Quimioterapia Intravesical
A quimioterapia é um dos pilares do tratamento do câncer de bexiga, principalmente na forma não invasiva ou superficial. A quimioterapia intravesical envolve a administração de medicamentos diretamente na bexiga através de um cateter. Isso permite que os agentes quimioterápicos atinjam as células cancerígenas de forma localizada, reduzindo efeitos adversos sistêmicos e melhorando a tolerância ao tratamento.

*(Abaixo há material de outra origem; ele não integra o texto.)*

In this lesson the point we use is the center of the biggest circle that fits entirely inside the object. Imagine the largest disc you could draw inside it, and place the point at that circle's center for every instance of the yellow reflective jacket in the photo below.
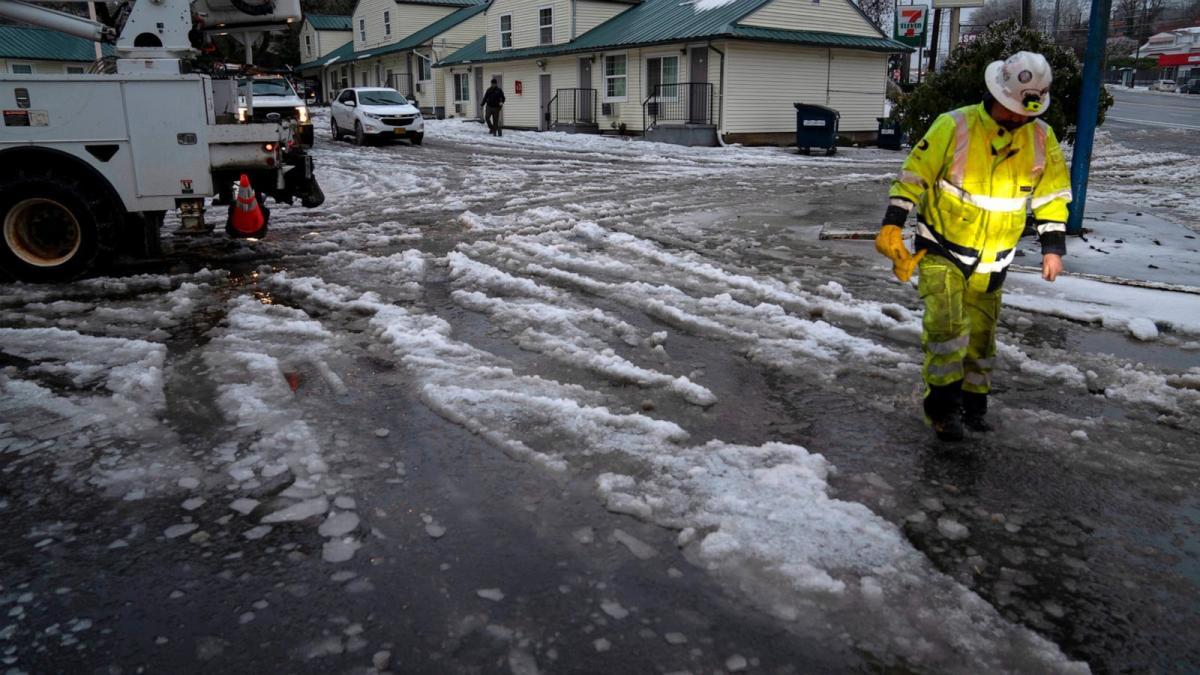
(973, 183)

O Mitomicina C é amplamente utilizado neste contexto. Outro agente comumente empregado é o Gemcitabina, que também tem mostrado eficácia em muitos casos clínicos.
Terapia Sistêmica
Para casos de câncer de bexiga mais avançados ou metastáticos, a terapia sistêmica é geralmente necessária. A quimioterapia sistêmica envolve a administração de medicamentos por via oral ou intravenosa, permitindo que eles circulem por todo o corpo e ataquem células cancerígenas em diversos locais.
Um dos regimes quimioterápicos mais tradicionais é a combinação de Cisplatina e Gemcitabina. Alternativamente, a combinação de Cisplatina com Gencitabina é uma opção frequentemente empregada, dependendo do perfil do paciente e da resposta ao tratamento. Para pacientes que não podem receber Cisplatina, a Carboplatina pode ser considerada.
Imunoterapia
A imunoterapia tem ganhado destaque no manejo do câncer de bexiga, principalmente para casos avançados. A terapia com Bacillus Calmette-Guérin (BCG) é uma forma de imunoterapia intravesical utilizada principalmente para prevenir a recidiva do câncer superficial da bexiga após a ressecção transuretral do tumor.
Outra classe de medicamentos em destaque são os inibidores de checkpoint imunológicos, como Atezolizumabe e Pembrolizumabe, usados para pacientes que apresentam progressão da doença após quimioterapia ou que não são elegíveis para o tratamento com Cisplatina.